I just read two recent articles explaining that nearly every single employable American will be looking for a new job in 2011. Perhaps as many as 98% of all Americans! To tell the truth I was shocked. First, I gnashed my teeth. Then, I pulled my hair. I panicked when I realized what a drain this would be on companies. It seemed as if we were all going to go through the tumultuous year in our lives. Just as I was about to hyperventilate, I looked at the source of the information.Both surveys were conducted by staffing and job-board companies. Needless to say that changed my outlook just a tiny bit. It can’t be surprising that a bunch of people who are signed up with recruiters or online job boards will tell you that they are looking for a job! What is surprising is that these articles were picked up by media outlets and reported without insight or comment.
The first article was published by Rueters and in one place it reads: “The survey, conducted by jobs websites Monster.com and HotJobs.com, found 98 percent of Americans polled were looking to make a change in their work situation in 2011.” There is no mention of whether the 3737 people surveyed were from your company or mine, but I think it is safe to assume that many of them are signed up on HotJobs.com or Monster.com.
The second article was published by the Hartford Business Journal Online.
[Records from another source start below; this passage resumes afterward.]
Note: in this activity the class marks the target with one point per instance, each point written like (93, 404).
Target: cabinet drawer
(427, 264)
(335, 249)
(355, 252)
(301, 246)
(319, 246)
The data came from a survey conducted by Right Management (part of Manpower) and discusses that 84% of employees say they will look for a new job in 2011. A favorite quote from the article is “In Connecticut alone that represents approximately $79 billion in non-farm salaried individuals shifting jobs, and during significant job changes an organization’s productivity can drop by as much as 34 percent, according to research presented by the Connecticut Bureau of Labor Statistics.
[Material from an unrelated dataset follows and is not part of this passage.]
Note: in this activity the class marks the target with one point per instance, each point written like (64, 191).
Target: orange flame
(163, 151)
It’s kind of like when any of the major cable news networks tells you that 90% of their callers agree with a pundit. Of course they agree, they are watching your channel!
Perhaps 2011 is the year that 98% of Americans will look for a new job. Perhaps this is the year that every company will be in the 75th percentile of pay, without it driving pay upwards. This may even be the year that stock options granted while the market was depressed by a global economic failure will become incredibly valuable due only to the underlying success of the issuing company. I am sure we will all see data to support each of these positions as the year progresses.
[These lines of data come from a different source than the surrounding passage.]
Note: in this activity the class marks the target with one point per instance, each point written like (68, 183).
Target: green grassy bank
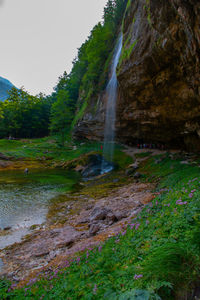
(156, 256)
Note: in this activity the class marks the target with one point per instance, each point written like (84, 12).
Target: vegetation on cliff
(89, 72)
(24, 116)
A more realistic scenario is that the majority of people working at your company were not represented by the survey. Executive compensation often suffers a similar dilemma. Companies analyze the filings of peers. Filings are mainly about changes that have been made. No change equals no significant data. The data gathered then ignores companies where things have stayed fairly static. We can end up building our trends while excluding the companies where the trend is “things will stay the same.” The next year they build their future trends on our actions. We fulfill the prophecy by being a part of it.
Our industry is beset by complexity in design, data and regulation that is beyond what we have ever known. We must remember that taking information at face value contributed to what got us here. The only way to avoid the self-fulfilling prophecy is to do the right thing, instead of trying to be right.